Abstract

Heart failure has seen a number of therapeutic advances in recent years. Despite this, heart failure is still related to increasing rates of morbidity, repeated hospitalizations, and mortality. Ivabradine is a recent treatment option for heart failure. It has a mode of action that includes reduction in heart rate, and leads to improvement in outcomes related to heart failure mortality and morbidity, as demonstrated by the results of the SHIFT trial in patients with systolic heart failure, functional classes II and III on the New York Heart Association classification, and left ventricular ejection fraction ≤ 35%. These results are intriguing since many heart failure drugs reduce heart rate without such benefits, or with quite different effects, making it more difficult to understand the novelty of ivabradine in this setting.

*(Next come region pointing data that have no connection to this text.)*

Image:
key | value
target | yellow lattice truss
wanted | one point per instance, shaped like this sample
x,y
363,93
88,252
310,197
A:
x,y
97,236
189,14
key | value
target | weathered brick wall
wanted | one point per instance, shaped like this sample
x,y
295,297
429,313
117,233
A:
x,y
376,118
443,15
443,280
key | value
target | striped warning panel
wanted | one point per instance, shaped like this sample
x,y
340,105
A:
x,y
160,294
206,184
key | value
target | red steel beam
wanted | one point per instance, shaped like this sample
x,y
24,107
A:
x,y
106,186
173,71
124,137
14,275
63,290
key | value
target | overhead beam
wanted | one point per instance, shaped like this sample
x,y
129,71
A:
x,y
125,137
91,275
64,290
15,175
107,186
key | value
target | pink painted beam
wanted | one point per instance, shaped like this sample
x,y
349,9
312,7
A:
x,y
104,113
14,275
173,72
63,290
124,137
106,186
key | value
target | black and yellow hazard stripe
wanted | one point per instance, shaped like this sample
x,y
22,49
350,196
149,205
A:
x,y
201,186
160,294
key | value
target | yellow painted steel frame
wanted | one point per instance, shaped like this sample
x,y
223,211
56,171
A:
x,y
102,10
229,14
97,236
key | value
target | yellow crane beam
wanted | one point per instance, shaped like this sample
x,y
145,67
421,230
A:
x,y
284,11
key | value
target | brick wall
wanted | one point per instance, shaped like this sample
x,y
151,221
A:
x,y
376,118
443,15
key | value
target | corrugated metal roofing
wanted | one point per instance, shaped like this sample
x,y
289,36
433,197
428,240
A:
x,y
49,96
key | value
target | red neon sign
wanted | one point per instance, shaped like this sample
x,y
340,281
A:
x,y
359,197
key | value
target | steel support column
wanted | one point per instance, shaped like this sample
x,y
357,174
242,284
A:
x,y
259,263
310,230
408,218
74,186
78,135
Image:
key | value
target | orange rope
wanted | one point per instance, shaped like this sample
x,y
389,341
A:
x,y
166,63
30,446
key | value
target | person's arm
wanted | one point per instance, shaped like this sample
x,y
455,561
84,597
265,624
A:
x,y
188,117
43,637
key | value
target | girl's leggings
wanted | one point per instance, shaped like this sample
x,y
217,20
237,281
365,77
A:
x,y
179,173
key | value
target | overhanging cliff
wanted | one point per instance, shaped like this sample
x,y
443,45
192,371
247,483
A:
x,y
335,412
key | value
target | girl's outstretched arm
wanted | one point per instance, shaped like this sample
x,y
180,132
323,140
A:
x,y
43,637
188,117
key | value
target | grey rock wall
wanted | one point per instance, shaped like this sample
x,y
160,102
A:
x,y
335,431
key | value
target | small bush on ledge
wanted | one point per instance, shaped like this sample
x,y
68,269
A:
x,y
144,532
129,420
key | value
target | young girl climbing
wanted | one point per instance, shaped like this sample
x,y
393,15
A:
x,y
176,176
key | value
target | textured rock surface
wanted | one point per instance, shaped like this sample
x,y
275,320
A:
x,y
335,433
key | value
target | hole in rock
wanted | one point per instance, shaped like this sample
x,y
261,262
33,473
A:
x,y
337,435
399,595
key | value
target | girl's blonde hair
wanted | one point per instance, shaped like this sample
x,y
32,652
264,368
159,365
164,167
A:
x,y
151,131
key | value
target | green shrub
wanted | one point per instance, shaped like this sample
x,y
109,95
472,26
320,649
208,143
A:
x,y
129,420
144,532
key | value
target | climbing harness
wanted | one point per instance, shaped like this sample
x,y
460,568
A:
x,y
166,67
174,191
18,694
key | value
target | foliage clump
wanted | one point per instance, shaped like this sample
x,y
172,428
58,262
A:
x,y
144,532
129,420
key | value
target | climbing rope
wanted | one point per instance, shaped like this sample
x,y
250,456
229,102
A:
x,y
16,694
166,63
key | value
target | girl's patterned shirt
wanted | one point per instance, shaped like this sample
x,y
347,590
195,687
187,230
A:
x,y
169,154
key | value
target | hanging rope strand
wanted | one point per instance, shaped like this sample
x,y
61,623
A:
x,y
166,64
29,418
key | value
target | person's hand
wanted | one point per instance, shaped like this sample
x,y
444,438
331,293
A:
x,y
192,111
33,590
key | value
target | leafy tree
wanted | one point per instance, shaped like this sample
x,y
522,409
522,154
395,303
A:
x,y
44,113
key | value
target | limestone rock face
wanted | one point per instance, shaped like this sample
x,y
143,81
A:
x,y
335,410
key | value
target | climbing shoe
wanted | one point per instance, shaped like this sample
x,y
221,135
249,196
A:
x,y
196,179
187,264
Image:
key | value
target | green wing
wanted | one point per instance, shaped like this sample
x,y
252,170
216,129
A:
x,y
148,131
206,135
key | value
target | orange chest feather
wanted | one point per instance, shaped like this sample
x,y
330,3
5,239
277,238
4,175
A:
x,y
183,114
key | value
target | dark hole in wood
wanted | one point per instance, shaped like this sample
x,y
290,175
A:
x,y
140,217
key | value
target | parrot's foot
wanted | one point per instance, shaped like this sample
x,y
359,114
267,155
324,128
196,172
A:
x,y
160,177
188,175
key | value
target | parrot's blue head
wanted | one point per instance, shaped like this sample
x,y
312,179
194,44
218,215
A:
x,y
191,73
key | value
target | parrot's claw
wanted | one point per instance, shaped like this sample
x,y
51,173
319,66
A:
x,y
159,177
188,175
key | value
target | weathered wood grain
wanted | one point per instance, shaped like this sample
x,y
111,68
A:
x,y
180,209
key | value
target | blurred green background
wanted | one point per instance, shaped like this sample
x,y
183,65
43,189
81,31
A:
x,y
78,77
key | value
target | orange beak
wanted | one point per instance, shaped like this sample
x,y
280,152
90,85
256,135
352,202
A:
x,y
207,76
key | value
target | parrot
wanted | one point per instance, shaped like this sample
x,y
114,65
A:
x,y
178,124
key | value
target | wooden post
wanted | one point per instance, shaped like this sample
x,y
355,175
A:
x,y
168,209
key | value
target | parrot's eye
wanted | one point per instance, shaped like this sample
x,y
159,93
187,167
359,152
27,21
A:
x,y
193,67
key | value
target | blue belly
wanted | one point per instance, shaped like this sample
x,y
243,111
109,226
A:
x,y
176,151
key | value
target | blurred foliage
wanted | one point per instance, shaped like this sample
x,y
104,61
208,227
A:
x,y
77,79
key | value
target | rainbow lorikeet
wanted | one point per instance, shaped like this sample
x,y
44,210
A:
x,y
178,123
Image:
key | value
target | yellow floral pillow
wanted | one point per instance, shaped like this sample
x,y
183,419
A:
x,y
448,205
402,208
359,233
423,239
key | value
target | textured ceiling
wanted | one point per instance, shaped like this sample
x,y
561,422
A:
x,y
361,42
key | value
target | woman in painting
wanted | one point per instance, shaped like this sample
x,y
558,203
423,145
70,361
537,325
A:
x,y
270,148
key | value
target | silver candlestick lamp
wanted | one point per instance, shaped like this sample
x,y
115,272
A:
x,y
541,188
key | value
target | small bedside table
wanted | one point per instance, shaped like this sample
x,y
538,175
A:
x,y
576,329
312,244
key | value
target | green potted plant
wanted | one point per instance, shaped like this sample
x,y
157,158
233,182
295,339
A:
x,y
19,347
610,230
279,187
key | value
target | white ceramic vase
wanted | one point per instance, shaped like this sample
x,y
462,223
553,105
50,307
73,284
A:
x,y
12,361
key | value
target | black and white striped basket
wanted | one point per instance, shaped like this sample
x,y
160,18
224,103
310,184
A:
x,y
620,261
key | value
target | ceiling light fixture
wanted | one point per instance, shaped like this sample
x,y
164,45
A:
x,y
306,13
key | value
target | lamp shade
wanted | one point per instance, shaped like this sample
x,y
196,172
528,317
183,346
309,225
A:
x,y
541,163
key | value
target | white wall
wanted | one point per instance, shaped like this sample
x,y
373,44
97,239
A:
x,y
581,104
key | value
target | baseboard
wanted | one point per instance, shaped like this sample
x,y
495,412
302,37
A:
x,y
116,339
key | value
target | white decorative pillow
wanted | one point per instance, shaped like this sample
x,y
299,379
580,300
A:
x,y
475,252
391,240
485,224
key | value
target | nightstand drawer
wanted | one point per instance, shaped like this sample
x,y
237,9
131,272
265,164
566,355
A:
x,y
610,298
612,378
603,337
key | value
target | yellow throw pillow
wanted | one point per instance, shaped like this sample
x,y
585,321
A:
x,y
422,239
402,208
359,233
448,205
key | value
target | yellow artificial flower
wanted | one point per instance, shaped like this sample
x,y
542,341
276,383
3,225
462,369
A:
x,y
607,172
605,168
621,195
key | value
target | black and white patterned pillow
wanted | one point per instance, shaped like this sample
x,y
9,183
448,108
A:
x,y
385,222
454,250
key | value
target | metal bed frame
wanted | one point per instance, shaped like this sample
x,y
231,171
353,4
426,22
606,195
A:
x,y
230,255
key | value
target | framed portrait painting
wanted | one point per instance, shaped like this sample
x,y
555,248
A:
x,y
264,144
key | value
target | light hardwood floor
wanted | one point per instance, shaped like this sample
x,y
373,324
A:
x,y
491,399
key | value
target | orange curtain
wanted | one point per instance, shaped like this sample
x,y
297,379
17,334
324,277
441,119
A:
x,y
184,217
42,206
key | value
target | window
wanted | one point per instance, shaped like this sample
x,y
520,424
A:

Many of the drugs used in heart failure modify heart rate, but most have other pathophysiological effects beyond their chronotropic action, which affect their efficacy in preventing morbidity and mortality outcomes. For instance, heart rate reduction at rest or exercise with ivabradine prolongs diastolic perfusion time, improves coronary blood flow, and increases exercise capacity. Another major difference is the increase in stroke volume observed with ivabradine, which may underlie its beneficial cardiac effects. Finally, there is mounting evidence from both preclinical and clinical studies that ivabradine has an anti-remodeling effect, improving left ventricular structures and functions. All together, these mechanisms have a positive impact on the prognosis of ivabradine-treated patients with heart failure, making a compelling argument for use of ivabradine in combination with other treatments.